Background: The ideal tricuspid valve annuloplasty (TVA) prosthesis is controversial. This study aimed to compare the effect of rigid versus flexible TVA prostheses on long-term outcomes after repair of functional tricuspid regurgitation (FTR).
Methods: We included 713 patients who had repair of FTR from 2009 to 2017. Patients were divided into 2 groups according to the type of TVA prosthesis. Group 1 (n = 104) included patients who had repair using rigid rings; group 2 (n = 609) included patients with flexible bands. Median age was 53.5 years (25th through 75th percentiles; range, 42.5-62 years) in group 1 versus 56 years (range, 45-65 years) in group 2 (P = .11). Propensity score matching identified 91 matched pairs for comparison.

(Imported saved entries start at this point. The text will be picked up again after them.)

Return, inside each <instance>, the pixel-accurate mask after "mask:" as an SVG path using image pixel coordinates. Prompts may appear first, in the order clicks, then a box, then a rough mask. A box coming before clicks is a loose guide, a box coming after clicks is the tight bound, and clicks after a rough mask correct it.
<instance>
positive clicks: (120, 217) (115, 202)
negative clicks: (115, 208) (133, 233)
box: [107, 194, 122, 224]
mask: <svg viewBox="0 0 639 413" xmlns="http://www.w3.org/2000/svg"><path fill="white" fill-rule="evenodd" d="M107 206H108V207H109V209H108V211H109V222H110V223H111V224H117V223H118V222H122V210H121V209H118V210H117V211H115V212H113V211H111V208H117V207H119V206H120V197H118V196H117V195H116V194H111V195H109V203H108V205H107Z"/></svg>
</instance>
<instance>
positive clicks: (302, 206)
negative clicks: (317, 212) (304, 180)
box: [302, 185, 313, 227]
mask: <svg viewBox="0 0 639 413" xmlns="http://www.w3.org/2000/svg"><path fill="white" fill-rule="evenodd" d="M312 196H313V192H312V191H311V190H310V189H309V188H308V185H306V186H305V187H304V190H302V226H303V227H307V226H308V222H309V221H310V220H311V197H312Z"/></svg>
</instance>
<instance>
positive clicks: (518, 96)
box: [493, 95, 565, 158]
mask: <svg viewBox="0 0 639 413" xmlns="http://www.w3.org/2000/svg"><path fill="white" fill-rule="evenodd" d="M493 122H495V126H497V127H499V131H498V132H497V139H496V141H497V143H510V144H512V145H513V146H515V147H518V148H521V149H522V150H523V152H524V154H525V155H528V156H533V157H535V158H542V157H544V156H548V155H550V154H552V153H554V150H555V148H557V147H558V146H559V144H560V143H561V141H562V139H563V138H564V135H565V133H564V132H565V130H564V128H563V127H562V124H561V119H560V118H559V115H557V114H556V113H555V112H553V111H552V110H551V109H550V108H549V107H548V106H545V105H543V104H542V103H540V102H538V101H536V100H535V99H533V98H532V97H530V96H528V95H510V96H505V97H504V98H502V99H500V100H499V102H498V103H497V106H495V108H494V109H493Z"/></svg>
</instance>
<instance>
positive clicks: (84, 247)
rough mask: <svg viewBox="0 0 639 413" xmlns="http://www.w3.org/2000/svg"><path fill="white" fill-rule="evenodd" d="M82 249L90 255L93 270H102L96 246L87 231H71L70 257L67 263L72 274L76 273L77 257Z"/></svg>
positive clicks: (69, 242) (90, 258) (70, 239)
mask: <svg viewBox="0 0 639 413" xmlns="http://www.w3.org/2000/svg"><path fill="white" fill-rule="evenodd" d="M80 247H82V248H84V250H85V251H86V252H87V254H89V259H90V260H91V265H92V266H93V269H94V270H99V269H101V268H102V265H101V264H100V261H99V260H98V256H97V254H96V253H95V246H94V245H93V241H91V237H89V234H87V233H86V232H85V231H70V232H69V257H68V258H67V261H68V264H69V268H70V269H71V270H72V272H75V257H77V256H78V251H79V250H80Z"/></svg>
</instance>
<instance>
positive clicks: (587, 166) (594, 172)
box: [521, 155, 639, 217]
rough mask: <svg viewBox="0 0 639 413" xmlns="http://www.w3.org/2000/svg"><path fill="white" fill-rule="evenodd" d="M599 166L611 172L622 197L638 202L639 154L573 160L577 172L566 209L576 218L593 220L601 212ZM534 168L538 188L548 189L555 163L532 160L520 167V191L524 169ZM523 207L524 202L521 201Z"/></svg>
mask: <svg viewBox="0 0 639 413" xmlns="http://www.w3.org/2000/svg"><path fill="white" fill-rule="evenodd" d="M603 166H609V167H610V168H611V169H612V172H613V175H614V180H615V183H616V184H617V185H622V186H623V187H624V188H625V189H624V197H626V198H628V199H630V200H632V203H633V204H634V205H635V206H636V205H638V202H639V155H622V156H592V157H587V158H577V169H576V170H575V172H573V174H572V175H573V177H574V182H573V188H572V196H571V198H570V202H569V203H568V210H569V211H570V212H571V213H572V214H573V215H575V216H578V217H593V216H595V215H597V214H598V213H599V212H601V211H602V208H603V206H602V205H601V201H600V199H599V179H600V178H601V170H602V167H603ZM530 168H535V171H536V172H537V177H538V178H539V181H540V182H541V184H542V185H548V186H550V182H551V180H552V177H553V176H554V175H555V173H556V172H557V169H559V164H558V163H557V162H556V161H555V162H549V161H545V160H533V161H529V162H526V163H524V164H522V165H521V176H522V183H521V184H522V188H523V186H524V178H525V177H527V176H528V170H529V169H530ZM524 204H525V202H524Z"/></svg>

Results: In the matched pairs, operative mortality was identical (4 in both groups [4.4%]; P ˃ .99). Median follow-up was 55 months (range, 28-83 months). The cumulative incidence of moderate or higher tricuspid regurgitation (TR) in the presence of death as a competing risk was higher in group 2 (subdistribution hazard ratio = 1.63, P = .019; and subdistribution hazard ratio = 1.6, P = .099 before and after matching, respectively). There was a trend of higher pacemaker insertion in group 1 (7 [7.69%] versus 3 [3.3%]; P = .34), which did not reach statistical significance after matching. There was no significant change in the degree of TR over time between groups (odds ratio = 1.21, P = .53; and odds ratio = 1.75, P = .21 before and after matching, respectively).
Conclusions: Both types of TVA prostheses had comparable efficacy in managing FTR; however, freedom from moderate or more TR was higher in the rigid ring group.